A common issue with infrastructure as code, is that it is often possible for someone to go in after deployment and manually change things. I still want to preserve the ability for the infrastructure folks to go in and make emergency changes, but I also want to discourage this practice as much as possible.

To this end, I’ve been using a pattern where any “out of band” changes are alerted to the rest of the team. That way, everyone can be aware there was a change made, and can go back afterwards and follow the standard procedures for the change.

The Infrastructure

My go-to tool for building cloud infrastructure has been Terraform. These configurations consist of a set of git repositories connected to Terraform Cloud (TFC) workspaces. This allows a streamlined workflow for collaborate on and deploy terraform configurations.

In this case, I have used terraform to build the full network topology between our campus network and our cloud providers. This includes on-prem BGP and VPN configurations, Internet2 L3VPN peerings, AWS Direct Connect and Azure ExpressRoute connections, AWS Transit Gateways, Azure hub vNets, and supporting services. There are a lot of components, but it is also a relatively static build that often goes months without any changes.

Drift Detection

Terraform works by storing its “known state” about how the infrastructure it manages is configured. When the configuration (or the real-world status) changes, it will develop a “plan” to bring those resources back into the expected configuration.

Drift detection works be periodically running a “terraform plan”. Terraform reaches out to the API and checks the current status and configuration of all the managed resources. If the real-world status matches the expected configuration, then it reports “No changes. Infrastructure is up-to-date.” If they don’t match, then there has been some drift and it will exit with an error sending an alert to the team.

GitHub Action

In each repository, we add a file to have a plan run daily.

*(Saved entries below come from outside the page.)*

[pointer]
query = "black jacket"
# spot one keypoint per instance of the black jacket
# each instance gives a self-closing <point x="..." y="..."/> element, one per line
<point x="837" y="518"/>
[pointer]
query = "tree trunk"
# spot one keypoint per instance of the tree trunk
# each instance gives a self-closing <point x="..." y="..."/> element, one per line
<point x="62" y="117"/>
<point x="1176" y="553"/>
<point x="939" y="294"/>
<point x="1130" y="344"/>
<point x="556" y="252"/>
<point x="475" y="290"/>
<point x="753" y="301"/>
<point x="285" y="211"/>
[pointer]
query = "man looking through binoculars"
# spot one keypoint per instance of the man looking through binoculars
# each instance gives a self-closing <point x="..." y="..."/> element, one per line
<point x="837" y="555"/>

.github/workflows/drift.yaml:

name: Terraform drift

on:
  schedule:
  - cron: 0 0 * * *
jobs:
  plan:
    runs-on: ubuntu-latest
    steps:
    - uses: actions/checkout@v2
    - name: Terraform setup
      uses: hashicorp/setup-terraform@v1
      with:
        cli_config_credentials_token: ${{ secrets.TF_API_TOKEN }}
    - name: Terraform init
      id: init
      run: terraform init
    - name: Terraform plan
      id: plan
      run: terraform plan -no-color -detailed-exitcode

The -detailed-exitcode is important here, as we want it the job to fail if the plan detects any differences between the configuration and the real-world resources.

Terraform API Token

Note the TF_API_TOKEN secret above. This is the token used to authenticate to Terraform Cloud and initiate the plan.

  1. Log into TFC, and create an API token.

    TFC create API token

  2. Copy the resulting API token.

    TFC copy API token

  3. And add it to the GitHub repo.

    Set new GitHub Secret

This can also be done via the API or with the Github CLI.

$ cat | gh secret set TF_API_TOKEN -r myrepo
RCSrxQEAWW8nLg.atlasv1.pealWFEYK1uHUArZJmLw4cD2RIxyK0pOzDihUqE1PghW1HMxGD60WEOLhnok182PiCc
^D
✓ Set secret TF_API_TOKEN for myorg/myrepo

Actions

Looking at the Actions tab, you can see the result of the runs and drill down to see the details.

GitHub Drift Success

Conclusion

This is a really simple way to get automated feedback for any drift in your terraform-managed infrastructure.

Walk-through

In sharing with the team how this works, I recorded a short video of me getting an alert and finding the cause. This time, it was something innocuous, but it will also detect accidental/intentional manual changes to the infrastructure that may have otherwise gone undetected until there was a bigger problem.

Spoiler: a new attribute was added to a provider, causing terraform to add it to the state file. We should probably pin the provider version in the future to avoid this kind of issue.